Pada bulan Oktober 1946, pemerintah RI mengeluarkan uang kertas baru yang dikenal dengan nama Oeang Repoeblik Indonesia (ORI) untuk menggantikan mata uang Jepang. Kurs mata uang Jepang dengan ORI adalah satu per seribu, sehingga setiap seribu rupiah mata uang Jepang ditukar dengan 1 Rupiah ORI. Namun, untuk sementara pemerintah hanya mengizinkan setiap keluarga memiliki Rp. 300, dan yang belum berkeluarga Rp. 100.
Sebagai kelanjutan program ORI, pemerintah melaksanakan koordinasi dalam pengurusan bidang ekonomi dan keuangan, yakni dengan membentuk Bank Negara Indonesia (BNI).
BNI diresmikan pada tanggal 1 November 1946. Bank ini semula adalah Yayasan Pusat Bank yang didirikan pada bulan Juli 1946 dan dipimpin oleh Margono Djojohadikusumo. Bank negara ini diberi tugas untuk mengatur nilai tukar ORI dengan valuta asing yang ada di Indonesia.
Situasi perang sangat mempengaruhi situasi ekonomi. Pendapatan pemerintah yang tidak sebanding dengan pengeluaran, dan blokade yang dilakukan musuh membuat pemerintah hanya bergantung kepada produksi petani.
Produksi petani waktu itu menjadi satu-satunya penopang ekonomi Indonesia, sehingga dapat bertahan di situasi ekonomi yang sangat buruk. Dengan produksi petani, pemerintah berhasil menganggulangi dampak dari blokade Belanda.
Usaha untuk Menembus Blokade Ekonomi Belanda
Usaha-usaha untuk menembus blokade musuh dengan tujuan guna mematahkan isolasi ekonomi dilakukan dengan berbagai cara. Usaha pertama pemerintah lebih bersifat politis daripada ekonomis. Pemerintah saat itu menyatakan kesediannya untuk membantu pemerintah India dengan mengirimkan 500.000 ton beras ketika India sedang kekurangan pangan. Pemerintah beralasan produksi beras tahun 1946 diperkirakan akan mengalami surplus sebesar 200.000 sampai 400.000 ton.
Sebagai imbalannya, pemerintah India berjanji akan mengirimkan bahan pakaian yang saat itu sangat dibutuhkan rakyat Indonesia.
Harga Beras yang ditawarkan RI kepada India adalah yang terendah dibanding lainnya.
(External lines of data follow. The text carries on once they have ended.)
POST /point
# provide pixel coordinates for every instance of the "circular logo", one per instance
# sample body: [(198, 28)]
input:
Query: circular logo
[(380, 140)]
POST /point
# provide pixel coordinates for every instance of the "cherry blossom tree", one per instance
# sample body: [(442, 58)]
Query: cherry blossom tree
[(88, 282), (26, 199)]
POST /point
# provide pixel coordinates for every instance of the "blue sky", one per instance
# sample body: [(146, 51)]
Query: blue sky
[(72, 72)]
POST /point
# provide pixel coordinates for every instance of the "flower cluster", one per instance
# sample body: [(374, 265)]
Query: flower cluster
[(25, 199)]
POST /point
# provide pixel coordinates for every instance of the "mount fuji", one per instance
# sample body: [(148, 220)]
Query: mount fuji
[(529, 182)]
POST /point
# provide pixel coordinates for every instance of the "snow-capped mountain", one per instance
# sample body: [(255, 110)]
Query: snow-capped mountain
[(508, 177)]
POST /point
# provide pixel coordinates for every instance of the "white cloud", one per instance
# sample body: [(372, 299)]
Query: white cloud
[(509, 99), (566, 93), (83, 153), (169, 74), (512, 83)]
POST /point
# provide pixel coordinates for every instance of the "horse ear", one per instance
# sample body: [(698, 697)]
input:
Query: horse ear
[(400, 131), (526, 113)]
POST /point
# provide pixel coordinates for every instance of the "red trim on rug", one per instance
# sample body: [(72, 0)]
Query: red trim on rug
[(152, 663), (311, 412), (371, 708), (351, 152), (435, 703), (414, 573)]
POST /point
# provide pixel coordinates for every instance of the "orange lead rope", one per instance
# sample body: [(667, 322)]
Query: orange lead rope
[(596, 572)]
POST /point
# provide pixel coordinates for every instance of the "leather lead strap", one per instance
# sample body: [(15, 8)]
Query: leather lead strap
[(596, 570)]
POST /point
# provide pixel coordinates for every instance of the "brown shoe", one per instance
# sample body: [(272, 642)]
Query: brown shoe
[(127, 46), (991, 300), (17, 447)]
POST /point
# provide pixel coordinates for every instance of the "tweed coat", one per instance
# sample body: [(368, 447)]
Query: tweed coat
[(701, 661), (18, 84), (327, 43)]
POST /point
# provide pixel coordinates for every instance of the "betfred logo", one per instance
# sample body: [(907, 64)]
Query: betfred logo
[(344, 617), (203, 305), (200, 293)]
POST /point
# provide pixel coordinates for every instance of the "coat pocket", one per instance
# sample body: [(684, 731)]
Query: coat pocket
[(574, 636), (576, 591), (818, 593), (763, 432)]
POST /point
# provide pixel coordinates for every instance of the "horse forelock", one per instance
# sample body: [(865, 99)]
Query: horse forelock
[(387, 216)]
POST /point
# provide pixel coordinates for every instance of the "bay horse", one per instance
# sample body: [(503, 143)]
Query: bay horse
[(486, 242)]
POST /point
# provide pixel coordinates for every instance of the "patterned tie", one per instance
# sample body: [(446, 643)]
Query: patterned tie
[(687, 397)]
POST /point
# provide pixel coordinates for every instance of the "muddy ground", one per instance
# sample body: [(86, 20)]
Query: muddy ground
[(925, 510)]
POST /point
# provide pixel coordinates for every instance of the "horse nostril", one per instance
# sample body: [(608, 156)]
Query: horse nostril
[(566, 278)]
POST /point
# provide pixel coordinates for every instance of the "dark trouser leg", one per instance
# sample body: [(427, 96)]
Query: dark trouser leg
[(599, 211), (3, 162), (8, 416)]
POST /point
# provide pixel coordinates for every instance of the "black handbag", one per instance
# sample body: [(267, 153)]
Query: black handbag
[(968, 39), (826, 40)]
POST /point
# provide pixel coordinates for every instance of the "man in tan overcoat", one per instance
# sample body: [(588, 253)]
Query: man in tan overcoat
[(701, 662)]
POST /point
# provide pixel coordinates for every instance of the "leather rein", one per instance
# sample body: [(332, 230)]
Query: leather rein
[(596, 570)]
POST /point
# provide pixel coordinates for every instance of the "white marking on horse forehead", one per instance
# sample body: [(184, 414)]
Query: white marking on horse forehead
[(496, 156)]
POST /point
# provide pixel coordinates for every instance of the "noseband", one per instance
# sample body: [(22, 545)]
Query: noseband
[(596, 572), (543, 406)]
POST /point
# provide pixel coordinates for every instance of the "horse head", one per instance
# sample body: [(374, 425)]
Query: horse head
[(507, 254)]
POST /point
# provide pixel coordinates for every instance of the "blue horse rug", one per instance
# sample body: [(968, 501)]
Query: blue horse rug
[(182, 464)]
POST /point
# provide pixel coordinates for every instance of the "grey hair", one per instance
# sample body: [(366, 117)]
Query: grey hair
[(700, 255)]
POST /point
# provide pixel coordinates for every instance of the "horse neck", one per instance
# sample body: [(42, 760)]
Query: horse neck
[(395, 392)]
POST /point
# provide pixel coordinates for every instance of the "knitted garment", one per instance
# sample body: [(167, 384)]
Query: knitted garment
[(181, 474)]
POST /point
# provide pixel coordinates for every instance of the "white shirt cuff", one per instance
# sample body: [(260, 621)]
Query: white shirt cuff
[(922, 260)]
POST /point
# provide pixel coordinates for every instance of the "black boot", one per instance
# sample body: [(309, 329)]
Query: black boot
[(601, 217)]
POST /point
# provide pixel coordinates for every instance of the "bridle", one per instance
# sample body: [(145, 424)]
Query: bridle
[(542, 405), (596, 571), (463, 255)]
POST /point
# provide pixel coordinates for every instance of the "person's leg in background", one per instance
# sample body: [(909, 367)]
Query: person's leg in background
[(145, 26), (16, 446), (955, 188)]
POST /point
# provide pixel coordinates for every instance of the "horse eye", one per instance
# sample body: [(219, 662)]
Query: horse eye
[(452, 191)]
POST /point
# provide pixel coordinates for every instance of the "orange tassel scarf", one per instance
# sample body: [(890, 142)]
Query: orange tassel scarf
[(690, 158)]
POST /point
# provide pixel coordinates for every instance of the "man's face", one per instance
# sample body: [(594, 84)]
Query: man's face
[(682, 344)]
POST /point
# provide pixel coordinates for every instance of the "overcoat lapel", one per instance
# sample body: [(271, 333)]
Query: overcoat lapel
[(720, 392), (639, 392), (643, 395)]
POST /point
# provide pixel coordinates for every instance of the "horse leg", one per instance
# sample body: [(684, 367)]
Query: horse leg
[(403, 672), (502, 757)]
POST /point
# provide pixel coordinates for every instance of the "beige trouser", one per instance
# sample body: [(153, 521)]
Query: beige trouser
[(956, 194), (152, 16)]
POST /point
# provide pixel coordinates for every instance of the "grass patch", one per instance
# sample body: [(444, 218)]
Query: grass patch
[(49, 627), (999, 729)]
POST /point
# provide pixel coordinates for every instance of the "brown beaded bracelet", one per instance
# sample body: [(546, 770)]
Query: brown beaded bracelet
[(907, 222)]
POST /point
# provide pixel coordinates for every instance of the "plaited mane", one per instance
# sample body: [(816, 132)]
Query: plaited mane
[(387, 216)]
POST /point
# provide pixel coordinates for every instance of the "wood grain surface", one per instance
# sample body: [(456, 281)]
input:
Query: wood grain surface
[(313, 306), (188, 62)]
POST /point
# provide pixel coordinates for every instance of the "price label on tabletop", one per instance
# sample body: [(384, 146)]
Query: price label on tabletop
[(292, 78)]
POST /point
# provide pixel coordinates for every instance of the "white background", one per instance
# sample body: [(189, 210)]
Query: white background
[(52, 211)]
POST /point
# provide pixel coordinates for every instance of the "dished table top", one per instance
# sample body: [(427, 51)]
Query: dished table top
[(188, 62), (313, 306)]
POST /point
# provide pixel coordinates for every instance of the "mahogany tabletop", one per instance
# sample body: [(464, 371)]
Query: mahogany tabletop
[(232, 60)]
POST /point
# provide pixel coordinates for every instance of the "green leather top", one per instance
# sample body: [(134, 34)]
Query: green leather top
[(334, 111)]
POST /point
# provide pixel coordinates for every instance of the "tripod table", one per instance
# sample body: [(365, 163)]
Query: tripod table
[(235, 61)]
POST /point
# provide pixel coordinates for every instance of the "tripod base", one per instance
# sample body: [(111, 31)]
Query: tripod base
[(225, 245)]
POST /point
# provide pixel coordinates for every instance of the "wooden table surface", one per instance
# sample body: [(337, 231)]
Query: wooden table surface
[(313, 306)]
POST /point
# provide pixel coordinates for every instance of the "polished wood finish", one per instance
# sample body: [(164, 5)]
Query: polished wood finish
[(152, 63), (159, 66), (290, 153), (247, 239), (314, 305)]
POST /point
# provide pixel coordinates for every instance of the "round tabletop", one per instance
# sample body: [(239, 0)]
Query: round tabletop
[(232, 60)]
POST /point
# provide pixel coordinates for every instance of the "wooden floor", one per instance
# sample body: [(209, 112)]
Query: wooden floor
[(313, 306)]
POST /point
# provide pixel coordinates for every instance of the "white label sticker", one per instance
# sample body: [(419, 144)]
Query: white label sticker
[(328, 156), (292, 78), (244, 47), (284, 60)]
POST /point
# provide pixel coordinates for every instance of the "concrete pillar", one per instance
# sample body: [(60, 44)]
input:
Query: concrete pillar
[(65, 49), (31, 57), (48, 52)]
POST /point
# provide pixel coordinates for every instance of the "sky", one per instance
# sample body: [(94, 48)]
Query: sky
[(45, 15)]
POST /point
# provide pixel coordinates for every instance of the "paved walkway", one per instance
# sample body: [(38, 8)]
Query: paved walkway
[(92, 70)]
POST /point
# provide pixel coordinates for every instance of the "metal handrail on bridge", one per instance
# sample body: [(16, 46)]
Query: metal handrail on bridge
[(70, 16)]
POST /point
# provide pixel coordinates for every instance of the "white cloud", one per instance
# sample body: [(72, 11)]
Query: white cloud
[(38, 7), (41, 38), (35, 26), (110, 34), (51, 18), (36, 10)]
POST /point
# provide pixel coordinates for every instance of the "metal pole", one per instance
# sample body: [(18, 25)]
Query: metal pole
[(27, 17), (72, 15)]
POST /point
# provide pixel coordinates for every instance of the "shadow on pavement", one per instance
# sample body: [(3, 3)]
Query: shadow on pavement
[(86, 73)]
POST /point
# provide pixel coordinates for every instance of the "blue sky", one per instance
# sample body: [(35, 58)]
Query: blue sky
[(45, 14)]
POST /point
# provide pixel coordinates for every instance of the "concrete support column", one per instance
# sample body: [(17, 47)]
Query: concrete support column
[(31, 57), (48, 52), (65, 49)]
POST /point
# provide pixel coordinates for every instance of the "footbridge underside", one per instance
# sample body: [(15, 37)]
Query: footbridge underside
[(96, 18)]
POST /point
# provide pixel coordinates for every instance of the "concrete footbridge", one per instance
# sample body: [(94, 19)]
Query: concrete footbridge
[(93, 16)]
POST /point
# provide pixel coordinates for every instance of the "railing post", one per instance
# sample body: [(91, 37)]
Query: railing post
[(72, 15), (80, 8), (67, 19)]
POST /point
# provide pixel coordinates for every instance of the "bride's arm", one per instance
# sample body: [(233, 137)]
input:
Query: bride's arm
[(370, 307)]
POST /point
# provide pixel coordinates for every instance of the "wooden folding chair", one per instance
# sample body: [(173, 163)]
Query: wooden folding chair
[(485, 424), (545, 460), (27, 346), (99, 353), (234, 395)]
Bagi pemerintah Indonesia yang terpenting bukanlah harga, akan tetapi aspek politik yang berhubungan dengan pelaksanaan Persetujuan Linggarjati.
Dalam Linggarjati, RI diharuskan mengirim dan menjual surplus berasnya kepada daerah-daerah yang diduduki oleh Belanda. Pemerintah RI menganggap lebih menguntungkan untuk menjual berasnya kepada negara sahabat daripada menjual kepada Belanda.
Perhitungan pemerintah terbukti tepat, karena India adalah negara Asia yang palik aktif membantu perjuangan diplomatik di forum internasional.
Usaha lain dari pemerintah adalah mengadakan hubungan dagang langsung dengan luar negeri. Usaha ini dirintis oleh Banking and trading Corporation (BTC), suatu badan perdagangan semi pemerintah yang didirikan oleh Sumitro Djojohadikusumo dan Ong Eng Die.
BTC bertindak sebagai agen perusahaan pemerintah untuk mengawasi semua kegiatan perdagangan keluar atau masuk daerah Republik Indonesoa. Semua perusahaan yang ingin melakukan transaksi perdagangan harus memiliki lisensi pembelian dan penjualan barang impor/ekspor melalui BTC.
BTC berhasil mengadakan kontak dengan perusahaan swasta Amerika Serikat (Isbransten Inc,). Dalam transaksi pertama pihak Amerika Serikat bersedia untuk membeli barang-barang ekspor dari Indonesia seperti gula, karet, teh, dll. Kapal Isbransten, Inc, Martin Behrmann yang mengangkut barang-barang pesanan BTC masuk wilayah RI melalui pelabuhan Cirebon. Akan tetapi kapal ini dihadang Angkatan Laut Belanda dan dibawa ke pelabuhan Tanjungpriuk. Di Tanjungpriuk seluruh muatan disita Belanda.
Kuatnya blokade Belanda, menyebabkan usaha ekspor/impor perdagangan dipusatkan di Sumatra. Pemilihan Sumatra lebih disebabkan letaknya yang dekat dengan Malaysia dan Singapura. Oleh karena jarak perairan yang dekat, maka usaha ini dapat dilakukan dengan menggunakan perahu layar atau kapal motor cepat.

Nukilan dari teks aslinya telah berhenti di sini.